Kirchengebäude in Bielefeld

Das Jostbergkloster war eine Niederlassung der Franziskanerobservanten auf einem Höhenzug des Teutoburger Waldes südwestlich von Bielefeld. Es entstand im 15. Jahrhundert, als Gläubige den heiligen Jodokus anbeteten. Die Franziskaner wurden 1501 auf Veranlassung des Papstes nach Bielefeld verlegt, wo sie ein Grundstück an der Obernstraße erhielten. Die ursprüngliche Klosterkirche auf dem Berg wurde 1511 konsekriert. Das Kloster wurde 1501 aufgrund von Schwierigkeiten mit Wind, Wassermangel und Isolation in die Stadt Bielefeld verlegt. Die neue Klosterkirche St.

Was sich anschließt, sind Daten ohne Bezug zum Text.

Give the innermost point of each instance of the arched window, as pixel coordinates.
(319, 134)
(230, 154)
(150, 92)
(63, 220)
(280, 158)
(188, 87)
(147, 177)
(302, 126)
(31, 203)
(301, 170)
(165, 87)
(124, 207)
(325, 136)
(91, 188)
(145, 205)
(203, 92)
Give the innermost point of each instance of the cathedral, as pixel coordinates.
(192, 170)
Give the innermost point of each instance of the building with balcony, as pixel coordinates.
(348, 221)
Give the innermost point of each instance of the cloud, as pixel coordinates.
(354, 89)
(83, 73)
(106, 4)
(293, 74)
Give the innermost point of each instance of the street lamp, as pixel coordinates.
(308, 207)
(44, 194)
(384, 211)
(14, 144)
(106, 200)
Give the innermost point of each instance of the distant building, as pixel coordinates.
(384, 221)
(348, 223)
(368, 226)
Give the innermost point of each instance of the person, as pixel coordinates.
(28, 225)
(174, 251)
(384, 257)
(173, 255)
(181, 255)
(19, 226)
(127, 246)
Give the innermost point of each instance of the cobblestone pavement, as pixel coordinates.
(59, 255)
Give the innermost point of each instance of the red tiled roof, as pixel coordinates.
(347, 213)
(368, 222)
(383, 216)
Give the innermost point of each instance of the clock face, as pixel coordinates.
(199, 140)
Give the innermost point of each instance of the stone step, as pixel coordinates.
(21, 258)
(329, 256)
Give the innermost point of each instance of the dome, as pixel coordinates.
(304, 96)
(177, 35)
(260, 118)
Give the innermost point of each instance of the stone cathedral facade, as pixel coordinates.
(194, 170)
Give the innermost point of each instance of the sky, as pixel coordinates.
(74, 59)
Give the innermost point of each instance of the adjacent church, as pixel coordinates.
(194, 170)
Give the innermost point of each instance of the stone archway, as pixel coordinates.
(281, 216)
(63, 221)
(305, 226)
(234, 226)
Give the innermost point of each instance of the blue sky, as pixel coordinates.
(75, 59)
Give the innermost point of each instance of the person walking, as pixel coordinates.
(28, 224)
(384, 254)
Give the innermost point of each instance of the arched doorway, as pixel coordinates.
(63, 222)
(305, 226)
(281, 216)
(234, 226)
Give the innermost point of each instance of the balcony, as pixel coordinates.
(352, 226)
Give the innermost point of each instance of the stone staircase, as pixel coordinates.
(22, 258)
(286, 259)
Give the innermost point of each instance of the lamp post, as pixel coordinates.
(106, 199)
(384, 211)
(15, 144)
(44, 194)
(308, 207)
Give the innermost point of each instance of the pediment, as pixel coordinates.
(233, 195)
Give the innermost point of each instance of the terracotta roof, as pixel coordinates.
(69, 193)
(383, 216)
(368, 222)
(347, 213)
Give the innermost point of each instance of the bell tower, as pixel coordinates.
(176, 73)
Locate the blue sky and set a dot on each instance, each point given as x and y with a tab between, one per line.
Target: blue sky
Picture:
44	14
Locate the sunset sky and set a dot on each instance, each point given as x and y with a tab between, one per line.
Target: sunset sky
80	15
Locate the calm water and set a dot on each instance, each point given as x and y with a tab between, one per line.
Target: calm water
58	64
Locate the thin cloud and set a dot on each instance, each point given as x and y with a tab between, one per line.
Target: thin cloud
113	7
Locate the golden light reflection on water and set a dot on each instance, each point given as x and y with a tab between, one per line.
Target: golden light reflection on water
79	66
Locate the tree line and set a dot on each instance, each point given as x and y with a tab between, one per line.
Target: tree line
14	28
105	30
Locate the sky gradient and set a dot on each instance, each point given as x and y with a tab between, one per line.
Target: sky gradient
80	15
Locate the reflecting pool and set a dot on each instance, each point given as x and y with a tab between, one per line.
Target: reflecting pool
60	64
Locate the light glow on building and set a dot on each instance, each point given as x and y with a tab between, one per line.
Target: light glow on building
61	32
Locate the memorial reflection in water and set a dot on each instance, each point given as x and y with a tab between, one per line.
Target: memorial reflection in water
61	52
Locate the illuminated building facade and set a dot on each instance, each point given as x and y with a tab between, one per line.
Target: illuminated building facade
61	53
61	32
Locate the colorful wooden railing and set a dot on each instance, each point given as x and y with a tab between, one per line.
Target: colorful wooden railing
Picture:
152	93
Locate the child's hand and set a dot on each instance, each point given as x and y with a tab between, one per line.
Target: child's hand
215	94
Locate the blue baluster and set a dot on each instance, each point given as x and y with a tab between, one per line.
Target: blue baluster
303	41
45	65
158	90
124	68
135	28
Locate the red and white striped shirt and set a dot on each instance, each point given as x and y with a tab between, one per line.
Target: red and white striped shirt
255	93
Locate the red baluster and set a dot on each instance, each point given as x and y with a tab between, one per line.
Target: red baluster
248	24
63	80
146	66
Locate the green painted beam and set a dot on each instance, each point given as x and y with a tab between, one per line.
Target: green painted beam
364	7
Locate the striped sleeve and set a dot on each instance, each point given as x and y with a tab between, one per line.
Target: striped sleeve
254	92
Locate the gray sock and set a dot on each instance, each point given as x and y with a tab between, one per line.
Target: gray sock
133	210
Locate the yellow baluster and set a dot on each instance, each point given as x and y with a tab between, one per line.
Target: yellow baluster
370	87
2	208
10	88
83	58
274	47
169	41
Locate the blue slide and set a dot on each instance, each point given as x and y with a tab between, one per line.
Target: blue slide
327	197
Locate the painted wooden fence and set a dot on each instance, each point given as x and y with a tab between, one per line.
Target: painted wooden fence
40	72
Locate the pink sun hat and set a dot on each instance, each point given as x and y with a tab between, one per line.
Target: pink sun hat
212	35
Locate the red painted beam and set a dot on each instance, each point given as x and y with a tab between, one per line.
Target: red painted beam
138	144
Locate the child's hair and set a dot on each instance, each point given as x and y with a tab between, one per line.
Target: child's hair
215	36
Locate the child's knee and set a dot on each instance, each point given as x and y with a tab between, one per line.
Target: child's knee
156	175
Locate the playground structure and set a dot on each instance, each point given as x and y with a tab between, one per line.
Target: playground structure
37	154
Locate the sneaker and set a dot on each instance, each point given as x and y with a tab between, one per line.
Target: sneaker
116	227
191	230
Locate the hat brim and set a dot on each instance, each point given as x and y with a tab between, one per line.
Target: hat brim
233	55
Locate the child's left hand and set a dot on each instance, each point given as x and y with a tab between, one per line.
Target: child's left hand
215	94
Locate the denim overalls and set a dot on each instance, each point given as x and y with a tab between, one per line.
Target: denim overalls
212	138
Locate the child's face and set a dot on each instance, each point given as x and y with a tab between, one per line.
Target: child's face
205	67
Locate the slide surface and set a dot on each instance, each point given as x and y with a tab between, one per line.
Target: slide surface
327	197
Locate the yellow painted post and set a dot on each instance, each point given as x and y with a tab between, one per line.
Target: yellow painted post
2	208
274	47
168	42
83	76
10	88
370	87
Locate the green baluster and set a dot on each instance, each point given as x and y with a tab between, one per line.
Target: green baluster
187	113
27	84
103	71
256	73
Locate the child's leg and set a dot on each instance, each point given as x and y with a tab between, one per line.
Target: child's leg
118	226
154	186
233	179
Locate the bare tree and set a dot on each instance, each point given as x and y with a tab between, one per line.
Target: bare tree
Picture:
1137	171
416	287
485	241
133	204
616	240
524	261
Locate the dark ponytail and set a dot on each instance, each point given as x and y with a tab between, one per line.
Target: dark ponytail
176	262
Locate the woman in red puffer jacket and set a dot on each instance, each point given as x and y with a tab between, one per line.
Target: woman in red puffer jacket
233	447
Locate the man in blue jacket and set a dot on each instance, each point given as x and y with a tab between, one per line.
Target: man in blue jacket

Jodokus und Franziskus wurde 1511 geweiht. Die spätgotische Klosterkirche war ursprünglich einschiffig mit drei Jochen und hatte eine Gesamtlänge von 24,4 Metern. Die Ruine wurde 1912 freigelegt und 1993/94 archäologisch untersucht. Die Klosterkirche ist heute in Grundmauern erhalten, bis zu einem Meter hoch. Der Chor ist 9,1 Meter breit und 14 Meter lang. Die Ruine liegt in der Nähe der Stadt Bielefeld und bietet Ausblicke auf die Umgebung. Die archäologische Dokumentation und Restaurierung wurden 2009 abgeschlossen. Die Anlage ist Teil der historischen Landschaft des Teutoburger Waldes.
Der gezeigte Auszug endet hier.